At 82-years-old, K.W. Lee is considered the “Godfather of Asian American journalism.” He immigrated to the U.S. in 1950 on a student visa and became the first Asian immigrant to be hired by a mainstream news daily and has reported for the Kingsport Times and News in Tennessee, the Charleston Gazette in West Virginia and the Sacramento Union. He has covered stories ranging from the plight of coal miners in the Appalachians to the civil rights movement in the Jim Crow South to the unjust incarceration of Chol Soo Lee. K.W. founded the Korea Times English Edition and continues to work and lecture across the country.
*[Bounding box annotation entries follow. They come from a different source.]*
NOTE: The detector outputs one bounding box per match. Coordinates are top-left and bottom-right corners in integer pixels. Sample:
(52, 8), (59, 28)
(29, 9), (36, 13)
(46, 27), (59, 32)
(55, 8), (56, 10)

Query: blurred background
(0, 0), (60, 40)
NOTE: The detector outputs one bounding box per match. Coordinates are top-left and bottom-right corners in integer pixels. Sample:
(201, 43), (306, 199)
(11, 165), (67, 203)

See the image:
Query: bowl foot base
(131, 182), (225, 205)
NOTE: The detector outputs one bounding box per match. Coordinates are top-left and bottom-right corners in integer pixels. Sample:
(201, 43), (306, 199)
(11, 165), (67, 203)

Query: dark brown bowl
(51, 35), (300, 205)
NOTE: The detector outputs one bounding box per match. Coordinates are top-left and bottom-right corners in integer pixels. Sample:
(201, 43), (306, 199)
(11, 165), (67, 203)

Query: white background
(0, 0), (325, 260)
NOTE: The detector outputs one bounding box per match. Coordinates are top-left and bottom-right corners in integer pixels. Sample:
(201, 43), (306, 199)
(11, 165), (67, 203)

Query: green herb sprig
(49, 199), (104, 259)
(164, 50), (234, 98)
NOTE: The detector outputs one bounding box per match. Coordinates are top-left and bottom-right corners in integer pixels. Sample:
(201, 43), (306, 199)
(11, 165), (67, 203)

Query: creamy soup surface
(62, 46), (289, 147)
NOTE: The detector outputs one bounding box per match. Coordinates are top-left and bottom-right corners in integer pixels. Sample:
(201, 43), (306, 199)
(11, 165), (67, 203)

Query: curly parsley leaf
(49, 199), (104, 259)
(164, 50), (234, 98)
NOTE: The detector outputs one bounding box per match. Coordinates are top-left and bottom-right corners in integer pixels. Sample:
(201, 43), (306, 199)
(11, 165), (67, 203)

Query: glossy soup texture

On the eve of Sunday’s 20th Anniversary of the L.A. riots, K.W. looks back.
With the 20th anniversary of the April 29, 1992 LA Riots just around the corner, it’s déjà vu time again.
On sobering reflection, I dare say that our Sa-I-Gu (Korean for 4-2-9) didn’t explode on that date.
Long before the greatest urban upheaval in modern America, hardy Korean mom and pop storekeepers, along with their long-suffering and stoic Latino and Black neighbors, had been living dangerously every waking hour, seven days a week, all year round in the seething inner-cities.
Only God knows how many of these bedraggled newcomers from Korea — some call them wannabe Kamikazes —have been mugged, robbed, maimed or slain in their dogged pursuit of an elusive dream in America’s own killing fields.